Solo bastó el más ligero roce de Lionel, y se encontró jadeando suavemente, aún más sensible que antes de estar embarazada.
—Shh, bebé, no te preocupes… solo déjame cuidarte… —murmuró Lionel contra sus labios, sin aliento.
Era como un adolescente inexperto, hambriento y desesperado, su voz ronca de anhelo. Sus manos recorrían su suave piel, temblando ligeramente como si la estuviera tocando por primera vez.
Cada noche, la había sostenido en sus brazos, obligado a contenerse—solo mirando, solo tocando, nunca tomando.
Había sufrido por ella, la había anhelado tanto que dolía.
Ahora, con la aprobación del médico, finalmente estaba libre.

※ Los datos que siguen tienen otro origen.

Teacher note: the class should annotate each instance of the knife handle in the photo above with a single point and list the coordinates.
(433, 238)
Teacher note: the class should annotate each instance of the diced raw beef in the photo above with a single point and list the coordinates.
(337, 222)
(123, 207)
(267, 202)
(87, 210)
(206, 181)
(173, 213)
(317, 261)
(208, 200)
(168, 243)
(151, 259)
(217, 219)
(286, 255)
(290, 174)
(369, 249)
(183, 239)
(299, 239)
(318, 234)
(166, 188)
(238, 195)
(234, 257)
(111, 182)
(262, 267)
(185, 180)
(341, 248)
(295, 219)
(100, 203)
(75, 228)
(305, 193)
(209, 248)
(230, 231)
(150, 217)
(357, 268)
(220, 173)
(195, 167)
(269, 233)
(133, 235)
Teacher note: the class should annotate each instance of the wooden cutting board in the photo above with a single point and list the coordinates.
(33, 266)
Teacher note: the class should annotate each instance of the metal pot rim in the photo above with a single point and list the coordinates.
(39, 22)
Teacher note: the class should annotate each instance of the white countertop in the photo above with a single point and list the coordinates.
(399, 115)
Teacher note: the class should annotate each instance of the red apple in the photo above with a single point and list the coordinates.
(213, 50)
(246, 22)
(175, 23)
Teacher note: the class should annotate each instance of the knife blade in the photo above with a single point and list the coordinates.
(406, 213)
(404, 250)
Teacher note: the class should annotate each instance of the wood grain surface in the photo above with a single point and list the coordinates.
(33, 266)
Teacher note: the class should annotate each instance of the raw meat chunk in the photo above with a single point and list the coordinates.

Mientras tuviera cuidado, ya no tenía que vivir como un monje.
—León… —Chloe gimió su nombre inconscientemente, sus ojos aturdidos, sus brazos apretándose alrededor de él mientras instintivamente buscaba más cercanía.
Los labios de Lionel se curvaron en una sonrisa.
—Bebé, eres tan encantadora… —murmuró, su respiración entrecortada, gotas de sudor formándose en su frente. Su voz llevaba un afecto juguetón, tan rico y sensual que le provocó escalofríos por la espalda.
***
Dentro de la habitación, todo temblaba.
Fuera, alguien también temblaba.
Joanna, de pie junto a la escalera, con los ojos rojos de celos, había tenido la intención de volver a su propia habitación.
Pero como poseída, se encontró de pie fuera de la puerta del dormitorio de Lionel.
Presionó su oreja contra la puerta, curiosa por los sonidos dentro.
Pero en el momento en que los escuchó, deseó no haberlo hecho.
Su sangre rugía en sus oídos.
Su respiración se entrecortó.
Su rostro se volvió escarlata, todo su cuerpo ardiendo, picando—como miles de hormigas arrastrándose bajo su piel.
Quería arrancarse la ropa solo para encontrar algo de alivio.
—Bebé… eres tan… hermosa…
A través de la puerta, la voz de Lionel era débil, fragmentada, interrumpida por respiraciones pesadas y trabajosas—como si acabara de correr un maratón.
Los ojos de Joanna se pusieron en blanco, sus rodillas cedieron, y se desplomó contra el marco de la puerta.